One interesting aspect about these particularly tall ant structures is how similar they are to the well known Eiffel tower. For example, different structures have elements that can handle different weights, and all structures differ in this respect. However, the tall structures that fire ants build are similar to the Eiffel tower’s design in that they each bear a similar amount of weight at key structural points.
Tall fire-ant structures are fascinating to researchers due to the sheer amount of ants, or building blocks, necessary to create an upright structure. So do fire ants possess some way of coordinating the manner in which their structures are built? Well, given the number of fire ants serving at key structural support points, one would think that the answer to the above question would be “yes, ants must have a collective blueprint in mind”.

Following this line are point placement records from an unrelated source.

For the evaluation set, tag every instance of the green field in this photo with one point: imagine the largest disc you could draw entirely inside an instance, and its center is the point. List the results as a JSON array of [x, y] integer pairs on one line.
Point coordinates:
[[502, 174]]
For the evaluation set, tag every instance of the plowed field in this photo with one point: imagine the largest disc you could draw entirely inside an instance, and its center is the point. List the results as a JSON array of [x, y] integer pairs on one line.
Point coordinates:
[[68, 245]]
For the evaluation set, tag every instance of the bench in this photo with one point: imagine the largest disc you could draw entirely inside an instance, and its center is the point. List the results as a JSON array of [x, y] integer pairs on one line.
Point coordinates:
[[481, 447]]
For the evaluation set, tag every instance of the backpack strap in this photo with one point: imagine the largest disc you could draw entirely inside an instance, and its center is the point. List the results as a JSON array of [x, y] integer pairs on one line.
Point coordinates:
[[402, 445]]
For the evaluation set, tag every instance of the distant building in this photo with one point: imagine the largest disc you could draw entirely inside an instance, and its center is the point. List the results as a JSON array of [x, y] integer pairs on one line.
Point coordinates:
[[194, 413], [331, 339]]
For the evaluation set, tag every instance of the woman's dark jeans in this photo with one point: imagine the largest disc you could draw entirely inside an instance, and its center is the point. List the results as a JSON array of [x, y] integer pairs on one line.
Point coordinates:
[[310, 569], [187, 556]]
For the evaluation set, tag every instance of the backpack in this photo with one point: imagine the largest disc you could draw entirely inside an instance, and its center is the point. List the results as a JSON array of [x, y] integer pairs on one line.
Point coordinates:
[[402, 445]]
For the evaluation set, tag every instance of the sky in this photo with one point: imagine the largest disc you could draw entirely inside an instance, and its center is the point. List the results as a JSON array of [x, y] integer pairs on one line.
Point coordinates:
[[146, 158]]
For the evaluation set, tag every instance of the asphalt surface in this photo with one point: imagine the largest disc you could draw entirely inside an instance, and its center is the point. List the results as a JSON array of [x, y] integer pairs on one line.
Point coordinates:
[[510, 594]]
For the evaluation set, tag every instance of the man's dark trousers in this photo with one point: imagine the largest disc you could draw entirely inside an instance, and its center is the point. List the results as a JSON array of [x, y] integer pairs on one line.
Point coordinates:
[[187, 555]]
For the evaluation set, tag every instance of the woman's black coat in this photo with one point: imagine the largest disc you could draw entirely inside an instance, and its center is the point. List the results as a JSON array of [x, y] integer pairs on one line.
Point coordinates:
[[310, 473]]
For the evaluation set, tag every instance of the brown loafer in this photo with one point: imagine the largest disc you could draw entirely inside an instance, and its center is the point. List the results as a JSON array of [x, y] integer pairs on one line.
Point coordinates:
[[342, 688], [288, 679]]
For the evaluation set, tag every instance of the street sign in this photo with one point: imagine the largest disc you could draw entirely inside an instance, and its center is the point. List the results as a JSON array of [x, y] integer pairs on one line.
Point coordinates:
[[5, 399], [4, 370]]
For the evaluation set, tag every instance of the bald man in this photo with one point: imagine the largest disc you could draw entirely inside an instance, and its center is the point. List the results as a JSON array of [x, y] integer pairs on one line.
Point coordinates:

According to Craig Tovey, an engineering professor at the Georgia Institute of Technology, fire ants do not have a collective “hive” mind; instead each ant in a colony acts in accordance with its own impulses. Also, there is no queen ant issuing orders to the worker and soldier ants concerning how their structures should be built. Further research has revealed that ants simply climb atop one another until their structures collapse, but a surprising amount of structural integrity is maintained for long periods of time.
It looks like these ants build their structures by resorting to trial and error, and by following simple rules. For example, ants that have other ants perched atop of them do not move. Secondly, ants that are perched atop of other ants, but with no other ants on top of them, can move in a manner that facilitates the building process. Also, if an opening should appear within an ant structure, such an opening would be filled by other ants in order to decrease the chances of collapse. By following these rules, these ant structures can become surprisingly tall.
Have you ever covered an anthill only to find alternate anthills appear in the same area later on?